Worldwide, 72 percent of science journalists are happy in their jobs, the researchers found, but that belies a hemispherical divide in their level of content and optimism:

In Europe, USA and Canada, more people doubt that they will be working as science journalists in five years’ time, and fewer [would] recommend the career to a youngster. By contrast, across Asia, North and South Africa, the future of science journalism is exciting: the profession is seen to be moving on the right track. Here, as well a in Latin America, there is little doubt about the future, and people happily recommend the career to younger generations.

Are science journalists in the West just a bunch of bellyachers? Perhaps.

Despite the fact that they feel safer and are more satisfied with access to information and people, “they are less happy in their jobs overall,” according to the report. “In the rest of the world, the opposite is the case: there is happiness on the job, but dissatisfaction with the specifics of the operation.”

The report is full of caveats and uncertainties, however. “The distribution of our survey is biased towards the global ‘South’ and it is likely to under-represent the science journalists in Europe, USA and Canada,” it says.

The report is actually an amalgam of four separate surveys that the researchers conducted between 2009 and 2012 covering journalists from six different regions, listed here in descending order by the number of responses: Latin American (353), Europe/Russia (163), Asia/Pacific (147), Sub-Saharan and Southern Africa (142), Northern Africa and Middle East (115), and USA and Canada (31). With such a strong geographic imbalance, it’s hard to generalize about the respondents.

The report contains the usual stats on age, gender, training, employment status, workload, and primary sources for information for instance (the “typical science journalist” is male, between 21 and 44 years old, and works on nine items over a two-week period), but the authors stress that their conclusions are tentative:

The final sample is unlikely to be representative of the world’s science journalists, as we have little information about this group except that it exists. To a large extent, our sample is haphazard and opportunistic; but some information is better than none at all, and we are comparing results with previous studies (e.g. Nature, 2009) to get a sense of concurrent validity on some terms.

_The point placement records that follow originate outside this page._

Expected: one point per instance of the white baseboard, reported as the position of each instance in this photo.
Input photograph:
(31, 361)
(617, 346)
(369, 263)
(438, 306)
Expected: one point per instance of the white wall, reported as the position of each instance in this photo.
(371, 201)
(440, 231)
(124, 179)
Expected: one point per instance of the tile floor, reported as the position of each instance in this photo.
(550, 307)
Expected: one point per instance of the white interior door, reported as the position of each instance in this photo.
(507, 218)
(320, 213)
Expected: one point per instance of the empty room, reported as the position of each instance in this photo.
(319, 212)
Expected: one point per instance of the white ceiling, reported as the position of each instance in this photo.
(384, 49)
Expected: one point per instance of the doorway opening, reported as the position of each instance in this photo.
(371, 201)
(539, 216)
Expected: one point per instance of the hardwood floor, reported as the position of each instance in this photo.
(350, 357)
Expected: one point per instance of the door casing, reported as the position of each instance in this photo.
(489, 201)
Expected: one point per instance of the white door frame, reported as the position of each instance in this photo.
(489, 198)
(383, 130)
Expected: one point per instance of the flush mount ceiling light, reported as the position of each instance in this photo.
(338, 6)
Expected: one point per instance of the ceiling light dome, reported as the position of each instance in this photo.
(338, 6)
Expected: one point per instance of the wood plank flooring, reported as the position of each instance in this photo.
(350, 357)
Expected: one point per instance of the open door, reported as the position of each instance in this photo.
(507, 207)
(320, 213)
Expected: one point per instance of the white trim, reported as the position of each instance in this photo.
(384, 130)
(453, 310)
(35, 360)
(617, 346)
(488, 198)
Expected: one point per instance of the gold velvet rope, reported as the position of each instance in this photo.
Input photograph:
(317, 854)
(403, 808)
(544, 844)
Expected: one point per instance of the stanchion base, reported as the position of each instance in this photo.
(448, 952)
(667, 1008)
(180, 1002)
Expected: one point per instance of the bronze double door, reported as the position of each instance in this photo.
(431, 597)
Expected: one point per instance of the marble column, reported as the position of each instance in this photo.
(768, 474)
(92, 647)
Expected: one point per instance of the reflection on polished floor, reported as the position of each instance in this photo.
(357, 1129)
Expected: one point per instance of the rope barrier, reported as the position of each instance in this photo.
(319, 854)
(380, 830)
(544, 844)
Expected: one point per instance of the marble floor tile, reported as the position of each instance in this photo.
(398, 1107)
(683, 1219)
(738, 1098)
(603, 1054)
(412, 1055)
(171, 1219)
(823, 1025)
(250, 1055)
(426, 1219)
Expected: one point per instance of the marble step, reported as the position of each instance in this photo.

For what it’s worth, the current survey and the one from Nature agree on some demographic points (just over half of science journalists are full-time staffers, and most of the rest are freelancers), but not on others (average age).

Regardless, the latest results track with articles published by CJR in 2009, 2010, and 2011 that also found more pessimism about science journalism in the West, and more optimism in the Global South. Science journalists in the US and Canada are particularly worried about the decline of print media and the pressures of the 24-hour news cycle. Concerns about the quality of journalism are everywhere, though, from sloppy work, to the influence of PR, to a lack of attention to complex issues.

Overall, 53.5 percent of the survey’s respondents “agreed” or “totally agreed” that there is a crisis in journalism, but only 22.3 percent went so far as to concur that it is “a dying profession.”

In fact, it’s likely that if a more thorough survey of North America and Europe were conducted, the results might be brighter. Not only are journalists there under-represented in this report, but the data it does have, collected in 2009, is the oldest among the four surveys used.

While cutbacks in science reporting at traditional news outlets continue to be a problem, the growth of science coverage online in the last three years might buoy the spirits of science journalists here and in Europe. The mood is undoubtedly still better in Latin American, Africa, and Asia, but not all hope is lost in the West.